This is commit 6fd5944980f4ccee728ce34bdaffc117db50b34d now, landed
before qemu v5.0.0.

This commit breaks binaries linked with klibc, a tiny libc and a set
of utils used in debian for initramfs.  It is broken on all architectures,
not just armhf where I tested it, - all qemu-user emulation is broken.

After this change and up to current 8.0.3, it behaves like this:

./arm-linux-user/qemu-arm /usr/lib/klibc/bin/fstype
qemu: uncaught target signal 11 (Segmentation fault) - core dumped
Segmentation fault

I tested it with klibc & klibc-utils 2.0.4-2 packages for armhf
from http://snapshot.debian.org/package/klibc/2.0.4-2/ - this is an
old version which does not use any fancy syscalls like time64, so
it was possible to use it with old qemu versions. The binaries are
attached to this email, klibc.tar.gz - it has 2 files,
  usr/lib/klibc-sKNr1Fw-Rh9G1FYpGCXRnrwmP2A.so
  fstype
the lib should go to /usr/lib/ for the executable to find it, the
executable can be put at any place.

See also https://bugs.debian.org/1040981 for the original debian bug
report about this.
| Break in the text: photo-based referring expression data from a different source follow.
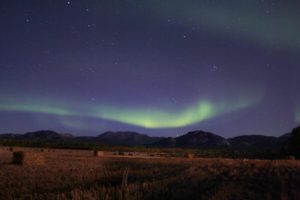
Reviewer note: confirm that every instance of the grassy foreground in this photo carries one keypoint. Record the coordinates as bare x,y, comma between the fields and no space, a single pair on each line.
67,174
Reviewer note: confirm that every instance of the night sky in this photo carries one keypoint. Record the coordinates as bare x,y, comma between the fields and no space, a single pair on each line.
159,67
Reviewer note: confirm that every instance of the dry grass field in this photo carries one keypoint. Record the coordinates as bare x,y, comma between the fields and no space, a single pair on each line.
74,174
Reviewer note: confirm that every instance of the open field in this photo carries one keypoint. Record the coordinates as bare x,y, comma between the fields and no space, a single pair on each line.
77,174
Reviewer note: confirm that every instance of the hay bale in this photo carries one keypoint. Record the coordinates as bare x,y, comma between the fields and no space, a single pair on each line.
189,155
98,153
34,158
291,158
18,158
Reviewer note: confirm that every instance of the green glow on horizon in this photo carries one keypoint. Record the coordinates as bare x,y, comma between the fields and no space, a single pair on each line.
142,117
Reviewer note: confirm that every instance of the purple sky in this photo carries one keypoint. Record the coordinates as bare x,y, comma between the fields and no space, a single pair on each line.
156,67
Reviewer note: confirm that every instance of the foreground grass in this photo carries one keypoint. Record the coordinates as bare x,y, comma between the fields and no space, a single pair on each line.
65,175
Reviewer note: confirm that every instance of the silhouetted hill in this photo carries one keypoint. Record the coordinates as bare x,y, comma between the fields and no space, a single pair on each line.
194,139
126,138
292,146
45,135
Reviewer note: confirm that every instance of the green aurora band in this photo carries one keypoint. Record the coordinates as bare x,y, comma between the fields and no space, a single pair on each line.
147,118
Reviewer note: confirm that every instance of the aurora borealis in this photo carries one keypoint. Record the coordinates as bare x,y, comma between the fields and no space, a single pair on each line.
160,67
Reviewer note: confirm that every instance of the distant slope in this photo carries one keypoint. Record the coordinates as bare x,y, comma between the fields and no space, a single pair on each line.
126,138
194,139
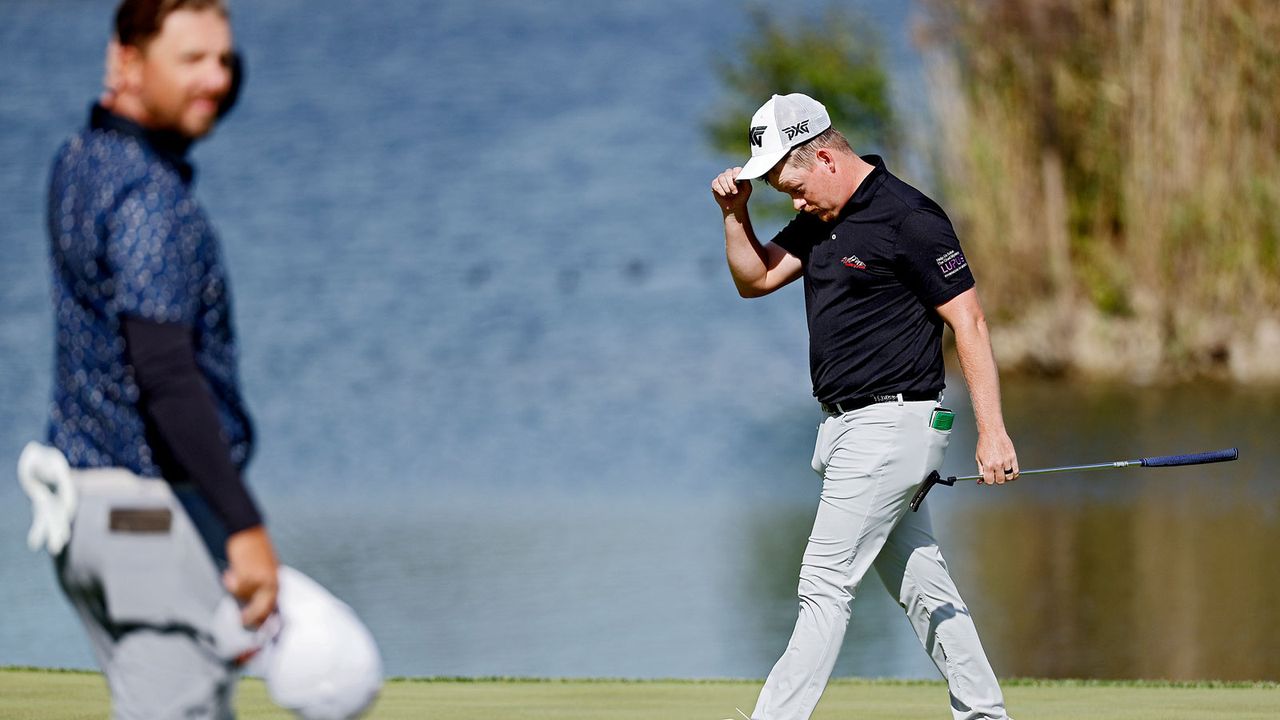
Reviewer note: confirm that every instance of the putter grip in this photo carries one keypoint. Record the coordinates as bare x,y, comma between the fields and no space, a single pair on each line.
1193,459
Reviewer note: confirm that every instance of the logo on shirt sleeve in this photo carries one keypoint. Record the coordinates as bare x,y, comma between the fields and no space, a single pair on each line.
951,263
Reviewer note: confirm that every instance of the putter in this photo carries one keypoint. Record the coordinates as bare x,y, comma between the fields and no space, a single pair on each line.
1159,461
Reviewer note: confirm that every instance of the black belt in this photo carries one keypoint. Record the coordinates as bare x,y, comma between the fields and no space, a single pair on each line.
859,402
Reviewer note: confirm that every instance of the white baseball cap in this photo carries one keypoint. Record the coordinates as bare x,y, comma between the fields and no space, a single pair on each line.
315,655
778,126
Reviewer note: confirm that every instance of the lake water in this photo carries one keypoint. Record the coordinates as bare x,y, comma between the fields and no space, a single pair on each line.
511,409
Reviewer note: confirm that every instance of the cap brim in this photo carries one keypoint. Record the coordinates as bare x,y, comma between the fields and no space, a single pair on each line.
760,164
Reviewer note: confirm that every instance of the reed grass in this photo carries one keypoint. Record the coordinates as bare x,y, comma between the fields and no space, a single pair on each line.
1114,169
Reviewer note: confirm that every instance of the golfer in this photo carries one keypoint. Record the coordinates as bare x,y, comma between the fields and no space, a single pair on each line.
882,272
146,382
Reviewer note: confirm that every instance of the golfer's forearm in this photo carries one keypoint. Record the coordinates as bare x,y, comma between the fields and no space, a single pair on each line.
978,364
748,261
179,413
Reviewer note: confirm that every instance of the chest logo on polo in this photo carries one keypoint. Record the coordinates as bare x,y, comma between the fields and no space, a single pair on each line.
803,126
854,261
951,263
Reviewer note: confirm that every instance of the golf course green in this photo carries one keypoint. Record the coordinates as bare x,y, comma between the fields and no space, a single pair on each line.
54,695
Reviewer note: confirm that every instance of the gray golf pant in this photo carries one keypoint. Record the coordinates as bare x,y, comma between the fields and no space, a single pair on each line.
872,460
146,595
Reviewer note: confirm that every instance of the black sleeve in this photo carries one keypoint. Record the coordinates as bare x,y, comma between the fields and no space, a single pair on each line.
182,419
798,236
929,256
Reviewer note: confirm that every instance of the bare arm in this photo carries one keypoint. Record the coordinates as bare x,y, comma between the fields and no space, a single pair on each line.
973,345
757,269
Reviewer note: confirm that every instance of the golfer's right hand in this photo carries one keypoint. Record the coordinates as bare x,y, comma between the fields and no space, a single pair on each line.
730,194
252,574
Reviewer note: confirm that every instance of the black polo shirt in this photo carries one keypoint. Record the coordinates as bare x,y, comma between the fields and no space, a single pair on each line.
872,279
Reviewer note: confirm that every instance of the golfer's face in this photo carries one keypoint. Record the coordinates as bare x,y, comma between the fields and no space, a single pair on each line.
810,188
186,72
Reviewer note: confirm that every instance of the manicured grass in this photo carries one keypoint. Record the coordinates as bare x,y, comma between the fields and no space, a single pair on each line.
50,695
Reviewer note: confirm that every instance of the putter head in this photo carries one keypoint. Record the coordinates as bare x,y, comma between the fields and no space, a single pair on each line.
935,478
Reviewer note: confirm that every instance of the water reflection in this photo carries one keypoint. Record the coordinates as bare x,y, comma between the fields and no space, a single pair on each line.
1139,573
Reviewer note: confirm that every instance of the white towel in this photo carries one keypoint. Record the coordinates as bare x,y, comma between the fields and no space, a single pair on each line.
46,478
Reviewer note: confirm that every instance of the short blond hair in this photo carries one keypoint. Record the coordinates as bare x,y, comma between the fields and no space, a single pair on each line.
137,22
832,139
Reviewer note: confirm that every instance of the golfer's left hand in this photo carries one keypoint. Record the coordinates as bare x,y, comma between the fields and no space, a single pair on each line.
251,575
997,461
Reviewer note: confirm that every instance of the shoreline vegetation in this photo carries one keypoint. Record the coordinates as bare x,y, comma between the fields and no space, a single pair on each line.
1115,172
1112,168
55,695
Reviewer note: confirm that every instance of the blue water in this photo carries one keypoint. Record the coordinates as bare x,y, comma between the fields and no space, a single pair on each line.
508,404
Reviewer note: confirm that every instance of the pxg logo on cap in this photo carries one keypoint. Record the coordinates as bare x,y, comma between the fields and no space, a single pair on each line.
780,124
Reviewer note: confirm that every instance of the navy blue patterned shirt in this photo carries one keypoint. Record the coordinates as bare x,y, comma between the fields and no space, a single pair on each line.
129,240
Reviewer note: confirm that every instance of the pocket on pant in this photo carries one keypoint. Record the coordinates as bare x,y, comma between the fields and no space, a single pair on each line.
140,577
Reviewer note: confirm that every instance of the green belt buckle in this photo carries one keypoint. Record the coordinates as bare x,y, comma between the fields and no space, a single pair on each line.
942,419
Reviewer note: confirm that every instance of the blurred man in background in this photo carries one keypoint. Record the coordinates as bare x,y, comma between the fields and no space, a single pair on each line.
146,383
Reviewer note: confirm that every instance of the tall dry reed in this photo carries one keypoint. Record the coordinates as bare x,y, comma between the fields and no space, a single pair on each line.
1114,167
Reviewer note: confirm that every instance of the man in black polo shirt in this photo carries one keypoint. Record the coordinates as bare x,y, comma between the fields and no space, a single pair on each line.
882,272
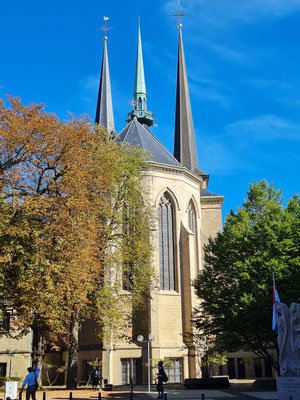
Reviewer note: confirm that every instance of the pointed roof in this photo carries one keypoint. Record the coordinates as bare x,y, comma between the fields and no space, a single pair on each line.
140,135
139,82
104,110
185,150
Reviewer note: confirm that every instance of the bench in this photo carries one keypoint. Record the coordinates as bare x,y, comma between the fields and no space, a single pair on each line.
221,382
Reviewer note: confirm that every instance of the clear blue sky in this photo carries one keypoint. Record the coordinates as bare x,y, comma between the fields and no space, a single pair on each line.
243,64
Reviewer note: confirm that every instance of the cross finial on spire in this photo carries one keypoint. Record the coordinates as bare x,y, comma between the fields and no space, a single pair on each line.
105,28
179,15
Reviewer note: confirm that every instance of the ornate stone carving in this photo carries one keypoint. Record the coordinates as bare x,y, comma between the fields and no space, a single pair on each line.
288,321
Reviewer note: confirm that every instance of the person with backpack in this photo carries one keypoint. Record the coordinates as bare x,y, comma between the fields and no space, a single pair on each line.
31,382
161,378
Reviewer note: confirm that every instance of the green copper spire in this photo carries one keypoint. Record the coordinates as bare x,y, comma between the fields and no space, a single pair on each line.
139,94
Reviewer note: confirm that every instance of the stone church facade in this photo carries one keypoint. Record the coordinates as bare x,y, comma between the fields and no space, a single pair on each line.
188,214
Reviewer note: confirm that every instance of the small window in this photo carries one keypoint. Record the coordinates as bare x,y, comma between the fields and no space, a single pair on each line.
173,369
3,370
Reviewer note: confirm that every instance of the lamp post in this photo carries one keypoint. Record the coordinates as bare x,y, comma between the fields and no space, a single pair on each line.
150,339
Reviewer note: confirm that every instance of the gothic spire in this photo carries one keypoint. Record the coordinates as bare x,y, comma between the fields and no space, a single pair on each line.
184,144
104,111
139,93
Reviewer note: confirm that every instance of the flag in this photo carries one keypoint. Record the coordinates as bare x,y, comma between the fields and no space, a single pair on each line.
275,300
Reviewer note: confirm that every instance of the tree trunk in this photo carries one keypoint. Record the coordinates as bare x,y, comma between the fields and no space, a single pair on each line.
73,353
38,351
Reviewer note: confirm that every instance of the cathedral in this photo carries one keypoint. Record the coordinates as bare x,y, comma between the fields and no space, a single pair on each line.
188,214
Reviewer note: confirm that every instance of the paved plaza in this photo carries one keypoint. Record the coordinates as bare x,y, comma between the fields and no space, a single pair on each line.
235,392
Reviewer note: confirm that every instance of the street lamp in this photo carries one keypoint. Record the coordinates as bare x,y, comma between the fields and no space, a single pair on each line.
150,339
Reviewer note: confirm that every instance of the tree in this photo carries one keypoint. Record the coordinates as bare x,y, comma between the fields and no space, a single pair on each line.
235,286
63,187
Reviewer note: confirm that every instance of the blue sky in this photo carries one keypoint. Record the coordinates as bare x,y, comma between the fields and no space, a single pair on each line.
243,64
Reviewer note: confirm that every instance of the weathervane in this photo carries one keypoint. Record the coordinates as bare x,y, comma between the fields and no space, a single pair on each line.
105,28
179,15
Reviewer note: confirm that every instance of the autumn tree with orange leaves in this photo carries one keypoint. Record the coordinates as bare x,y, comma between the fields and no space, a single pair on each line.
69,196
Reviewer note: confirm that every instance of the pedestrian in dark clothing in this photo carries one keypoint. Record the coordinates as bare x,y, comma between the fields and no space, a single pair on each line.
31,382
96,378
160,380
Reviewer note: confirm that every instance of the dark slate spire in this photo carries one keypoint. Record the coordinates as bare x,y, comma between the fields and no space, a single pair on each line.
139,94
104,111
184,144
140,136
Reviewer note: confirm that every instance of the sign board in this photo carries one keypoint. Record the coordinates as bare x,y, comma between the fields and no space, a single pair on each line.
11,390
288,387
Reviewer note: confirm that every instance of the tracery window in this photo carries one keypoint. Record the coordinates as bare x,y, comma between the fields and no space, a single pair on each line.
166,244
140,103
193,227
192,219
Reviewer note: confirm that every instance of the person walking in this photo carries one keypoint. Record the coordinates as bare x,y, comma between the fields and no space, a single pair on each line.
96,378
31,382
161,378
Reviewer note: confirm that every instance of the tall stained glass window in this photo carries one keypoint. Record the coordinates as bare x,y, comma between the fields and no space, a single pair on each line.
193,228
166,244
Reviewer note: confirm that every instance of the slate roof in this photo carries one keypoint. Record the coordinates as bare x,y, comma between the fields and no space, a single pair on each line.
185,149
104,110
140,135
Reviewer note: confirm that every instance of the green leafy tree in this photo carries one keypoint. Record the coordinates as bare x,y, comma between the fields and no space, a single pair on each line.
64,187
235,286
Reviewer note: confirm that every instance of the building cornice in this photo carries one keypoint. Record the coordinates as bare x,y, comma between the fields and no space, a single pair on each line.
177,170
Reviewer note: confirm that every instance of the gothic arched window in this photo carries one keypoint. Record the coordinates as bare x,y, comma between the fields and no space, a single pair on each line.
166,244
140,104
191,216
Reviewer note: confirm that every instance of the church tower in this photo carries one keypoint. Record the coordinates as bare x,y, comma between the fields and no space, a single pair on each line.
104,110
187,215
139,93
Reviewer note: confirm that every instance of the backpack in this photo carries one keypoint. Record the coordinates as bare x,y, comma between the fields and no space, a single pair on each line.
165,377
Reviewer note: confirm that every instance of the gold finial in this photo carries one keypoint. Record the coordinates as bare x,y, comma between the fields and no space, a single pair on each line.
179,15
104,28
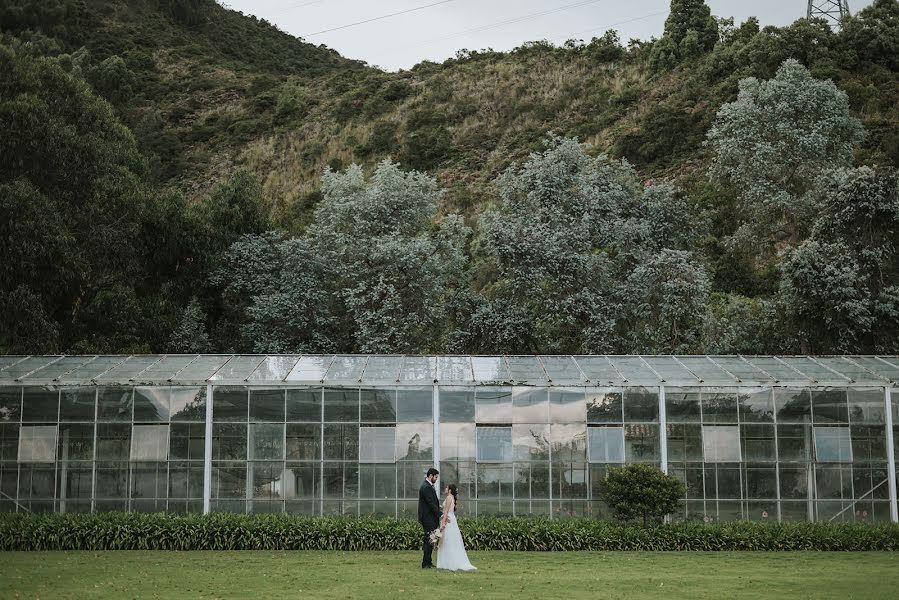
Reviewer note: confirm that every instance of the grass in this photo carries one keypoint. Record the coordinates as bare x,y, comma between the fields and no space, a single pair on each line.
731,575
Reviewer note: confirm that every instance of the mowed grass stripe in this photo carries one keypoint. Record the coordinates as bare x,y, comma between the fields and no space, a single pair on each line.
153,574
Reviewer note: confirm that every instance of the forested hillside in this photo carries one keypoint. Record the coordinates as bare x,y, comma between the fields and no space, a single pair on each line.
165,186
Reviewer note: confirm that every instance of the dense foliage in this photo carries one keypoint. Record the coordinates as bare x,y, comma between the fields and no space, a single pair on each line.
161,188
219,531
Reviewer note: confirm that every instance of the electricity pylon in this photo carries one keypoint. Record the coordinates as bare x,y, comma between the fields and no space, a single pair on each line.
830,10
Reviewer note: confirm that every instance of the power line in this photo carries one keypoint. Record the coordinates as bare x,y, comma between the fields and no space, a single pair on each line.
402,12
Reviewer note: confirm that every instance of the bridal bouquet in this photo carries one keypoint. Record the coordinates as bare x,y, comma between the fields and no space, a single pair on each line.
434,538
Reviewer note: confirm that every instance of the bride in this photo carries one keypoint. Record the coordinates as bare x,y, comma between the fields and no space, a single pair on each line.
451,551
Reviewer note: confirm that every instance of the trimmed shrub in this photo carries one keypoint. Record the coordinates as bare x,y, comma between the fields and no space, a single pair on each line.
221,531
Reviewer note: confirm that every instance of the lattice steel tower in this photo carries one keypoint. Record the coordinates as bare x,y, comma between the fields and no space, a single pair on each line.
830,10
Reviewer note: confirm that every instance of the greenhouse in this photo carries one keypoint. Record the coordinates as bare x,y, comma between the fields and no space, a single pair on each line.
776,438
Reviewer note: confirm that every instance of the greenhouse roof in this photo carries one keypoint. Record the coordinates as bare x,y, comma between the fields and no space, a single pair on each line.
341,369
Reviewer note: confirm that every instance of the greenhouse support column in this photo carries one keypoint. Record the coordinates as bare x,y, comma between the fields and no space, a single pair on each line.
207,452
663,430
436,421
891,454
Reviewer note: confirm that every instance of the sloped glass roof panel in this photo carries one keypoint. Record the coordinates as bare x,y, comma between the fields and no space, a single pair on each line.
562,369
850,369
203,368
419,369
813,369
670,370
382,369
90,370
56,369
489,368
274,368
634,369
346,368
705,369
311,368
238,368
167,368
126,371
454,368
21,368
776,369
879,366
526,368
598,369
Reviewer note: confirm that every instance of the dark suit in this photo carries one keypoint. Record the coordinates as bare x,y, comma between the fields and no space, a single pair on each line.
429,517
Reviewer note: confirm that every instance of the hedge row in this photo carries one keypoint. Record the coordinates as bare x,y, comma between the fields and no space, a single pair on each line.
219,531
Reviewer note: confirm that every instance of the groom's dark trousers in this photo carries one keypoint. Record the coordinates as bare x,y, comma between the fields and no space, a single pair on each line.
429,517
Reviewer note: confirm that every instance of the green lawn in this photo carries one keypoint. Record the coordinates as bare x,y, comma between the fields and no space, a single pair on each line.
385,575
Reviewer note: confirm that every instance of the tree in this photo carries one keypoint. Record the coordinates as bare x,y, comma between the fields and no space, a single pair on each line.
642,491
775,144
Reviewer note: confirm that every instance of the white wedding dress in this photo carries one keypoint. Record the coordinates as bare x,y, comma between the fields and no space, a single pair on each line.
451,553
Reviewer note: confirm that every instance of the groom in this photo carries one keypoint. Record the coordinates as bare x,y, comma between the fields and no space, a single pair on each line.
428,514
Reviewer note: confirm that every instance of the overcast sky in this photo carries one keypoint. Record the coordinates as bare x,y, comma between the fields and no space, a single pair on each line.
439,30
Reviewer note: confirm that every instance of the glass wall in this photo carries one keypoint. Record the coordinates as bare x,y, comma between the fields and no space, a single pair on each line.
753,453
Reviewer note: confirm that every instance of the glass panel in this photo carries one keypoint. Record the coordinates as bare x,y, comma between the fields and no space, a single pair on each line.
229,404
341,442
377,444
150,442
188,404
266,441
456,404
494,444
457,441
530,442
719,405
794,405
598,369
304,442
414,441
641,443
37,443
378,405
113,441
866,405
526,369
415,404
78,404
202,369
605,444
833,444
10,404
267,405
682,404
40,405
342,404
493,405
346,369
530,405
567,405
605,405
238,368
641,404
383,369
187,441
310,368
304,404
721,443
114,403
274,368
229,441
487,368
151,403
454,368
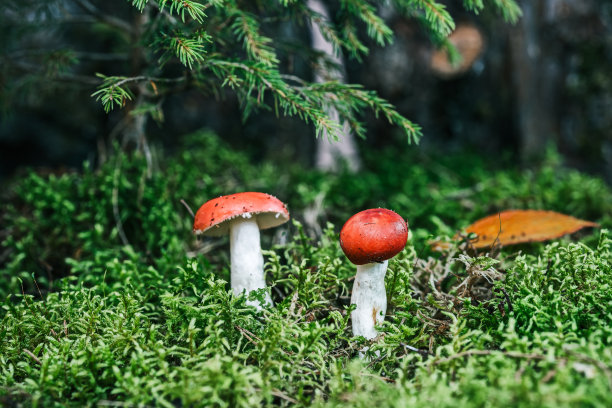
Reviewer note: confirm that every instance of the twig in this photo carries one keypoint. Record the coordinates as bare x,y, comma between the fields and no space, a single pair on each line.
416,350
188,208
247,334
29,353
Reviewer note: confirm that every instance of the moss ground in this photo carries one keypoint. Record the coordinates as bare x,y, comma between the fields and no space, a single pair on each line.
109,300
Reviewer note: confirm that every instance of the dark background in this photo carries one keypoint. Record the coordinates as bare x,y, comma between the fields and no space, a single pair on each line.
546,81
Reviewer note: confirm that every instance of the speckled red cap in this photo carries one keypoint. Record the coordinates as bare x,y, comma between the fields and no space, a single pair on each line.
213,217
373,235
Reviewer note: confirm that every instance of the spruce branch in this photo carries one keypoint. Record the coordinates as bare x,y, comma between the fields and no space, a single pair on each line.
436,17
257,46
189,51
377,29
350,98
194,9
510,10
258,78
114,90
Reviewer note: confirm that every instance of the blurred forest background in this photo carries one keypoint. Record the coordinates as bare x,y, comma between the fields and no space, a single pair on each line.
544,81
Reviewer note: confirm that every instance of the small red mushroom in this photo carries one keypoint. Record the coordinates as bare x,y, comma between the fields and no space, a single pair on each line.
368,239
241,216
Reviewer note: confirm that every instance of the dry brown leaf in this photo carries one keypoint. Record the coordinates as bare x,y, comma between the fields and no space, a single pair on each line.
518,226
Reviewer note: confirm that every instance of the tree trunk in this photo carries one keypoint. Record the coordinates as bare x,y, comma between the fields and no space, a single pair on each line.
331,155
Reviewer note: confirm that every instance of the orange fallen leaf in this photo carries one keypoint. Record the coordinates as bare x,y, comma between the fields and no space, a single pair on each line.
518,226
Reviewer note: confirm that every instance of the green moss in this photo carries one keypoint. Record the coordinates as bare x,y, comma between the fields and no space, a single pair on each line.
143,324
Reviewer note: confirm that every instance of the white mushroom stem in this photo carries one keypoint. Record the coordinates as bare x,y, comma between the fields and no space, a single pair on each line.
246,258
370,297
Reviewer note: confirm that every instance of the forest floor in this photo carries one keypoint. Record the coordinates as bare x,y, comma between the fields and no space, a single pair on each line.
108,299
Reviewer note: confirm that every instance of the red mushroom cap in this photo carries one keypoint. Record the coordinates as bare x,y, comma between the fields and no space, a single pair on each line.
213,217
373,235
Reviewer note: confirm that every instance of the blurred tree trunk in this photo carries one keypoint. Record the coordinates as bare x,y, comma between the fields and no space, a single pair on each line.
331,155
536,78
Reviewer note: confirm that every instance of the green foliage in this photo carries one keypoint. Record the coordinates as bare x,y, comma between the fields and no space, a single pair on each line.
207,45
151,321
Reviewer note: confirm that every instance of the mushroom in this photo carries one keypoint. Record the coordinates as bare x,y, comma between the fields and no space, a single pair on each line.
241,216
368,239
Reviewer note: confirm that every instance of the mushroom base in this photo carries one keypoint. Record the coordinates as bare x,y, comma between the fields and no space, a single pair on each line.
370,297
246,259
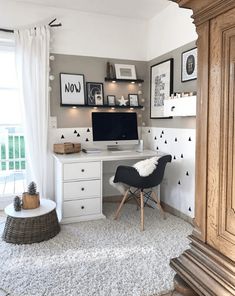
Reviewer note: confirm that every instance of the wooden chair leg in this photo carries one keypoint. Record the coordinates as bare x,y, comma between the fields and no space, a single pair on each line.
142,209
121,204
155,197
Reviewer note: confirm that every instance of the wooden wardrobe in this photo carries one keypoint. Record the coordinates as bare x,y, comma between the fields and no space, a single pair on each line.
208,267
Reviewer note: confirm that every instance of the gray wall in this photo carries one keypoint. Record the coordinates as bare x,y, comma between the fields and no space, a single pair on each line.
94,70
178,86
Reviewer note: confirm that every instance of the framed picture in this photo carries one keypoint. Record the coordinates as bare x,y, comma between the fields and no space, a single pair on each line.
125,71
111,99
95,93
189,65
161,86
72,89
133,100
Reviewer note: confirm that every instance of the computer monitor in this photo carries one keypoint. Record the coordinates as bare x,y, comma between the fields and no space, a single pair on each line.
115,128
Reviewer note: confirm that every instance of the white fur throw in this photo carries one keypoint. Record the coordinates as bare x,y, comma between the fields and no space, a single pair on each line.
146,167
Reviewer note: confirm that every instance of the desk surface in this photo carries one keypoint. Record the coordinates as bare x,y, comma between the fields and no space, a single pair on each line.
106,156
It has more interesting information at the end.

What can be done with this one?

Thanks,

/mjt
Re: [PATCH] linux-user: Reserve space for brk
Posted by Michael Tokarev 9 months ago
See also

  https://bugs.debian.org/cgi-bin/bugreport.cgi?bug=1040981#84

(this and next messages at least)

for some additional background and analysis.

There's also

  https://github.com/hdeller/qemu-hppa/commits/upx-fix

mentioned in subsequent message there.

/mjt
Re: [PATCH] linux-user: Reserve space for brk
Posted by Michael Tokarev 9 months ago
14.07.2023 22:43, Michael Tokarev wrote:
..
> ./arm-linux-user/qemu-arm /usr/lib/klibc/bin/fstype
> qemu: uncaught target signal 11 (Segmentation fault) - core dumped
> Segmentation fault

Note: the segfault happens before qemu tries to run the program,
apparently when it is doing the file sections processing.

/mjt
Re: [PATCH] linux-user: Reserve space for brk
Posted by Warner Losh 4 years, 3 months ago
On Fri, Jan 17, 2020 at 4:03 PM Richard Henderson <
richard.henderson@linaro.org> wrote:

> With bad luck, we can wind up with no space at all for brk,
> which will generally cause the guest malloc to fail.
>
...

> The choice of 16MB is somewhat arbitrary.  It's enough for libc
> to get going, but without being so large that 32-bit guests or
> 32-bit hosts are in danger of running out of virtual address space.
> It is expected that libc will be able to fall back to mmap arenas
> after the limited brk space is exhausted.
>

The biggest abuser of brk() is emacs, so according to one old wag
this should be 80MB. Eighty Megabytes And Continuously Swapping.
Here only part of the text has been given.